The Bairu have historically farmed the earth rather than raised cattle, which made them a socially inferior ethnic group. Today in the villages, each household typically keeps its own farm to feed the family and sell at market. A typical compound in Kashongi or Kitura will have mango, banana, avacado, and jackfruit trees; potato mounds; ground nuts to dig up; beans; maize which may be ground, cooked into posho, or roasted over a charcoal fire; millet that can be made into a dark, textured mush called kalo; and maybe some chickens and/or goats. I’ve had fresh fruit of the tree at almost daily since arriving in Uganda, and these are not your local Kroger’s mangoes. There is a strong dependence on the land and the rains for many people who have little in savings or capital. The plates of food we order at small, local restaurants are far less colorful than the landscape, and my diet at least has been very regular and monotonous with few green vegetables and almost no meat.

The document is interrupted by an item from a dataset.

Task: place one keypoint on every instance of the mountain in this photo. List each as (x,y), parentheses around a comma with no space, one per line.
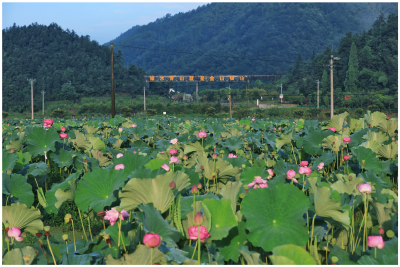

The tumbling hills and rugged landscape that make this region so wonderful to behold also account for some of the challenges in health care delivery that I’ve been learning about and have already been able to observe. Each subcounty has a health center III to serve the villages within its boundaries, but these are large areas of land and transportation to the health center for a woman in labor may be prohibitively expensive for a family with little income outside of small farming and difficult in particular for a woman who likely has no control over what little money her husband has. If a laboring woman does arrive at the health center (probably on the back of a boda boda/motorbike) and it turns out that her labor is obstructed, the overworked midwife in this remote health center will refer her to one of the district hospitals like the one in Mbarara Town. That will mean another 45 minute drive, and a much more expensive one. It is in settings like this, amidst poverty and without adequate health infrastructure, that maternal mortality reaches astonishing rates and obstetric fistula becomes a devastating disability for those women who might survive the child bed. It is so foreign to me; I grew up in walking distance of a world class hospital and my loved ones have always had access to cars, ambulances, and skilled medical care for any need. Of course I didn’t have to travel around the world to see an example of poverty and inequality, but the drastic difference in lifestyle and opportunity here in rural Uganda has offered a stark and upsetting contrast to my own experience of privilege.
In the 7 weeks remaining of my short internship, I am determined to appreciate all that this beautiful country has to offer. The land is astounding, but the people are the true wealth of Uganda. My colleagues: committed to social justice and eliminating the burden of disease in Kashongi and Kitura; our partners: working for sustainable economic growth and development in the community; and the women: laboring the feed and care for their families and neighbors and speaking out to offer solutions to problems they know too well.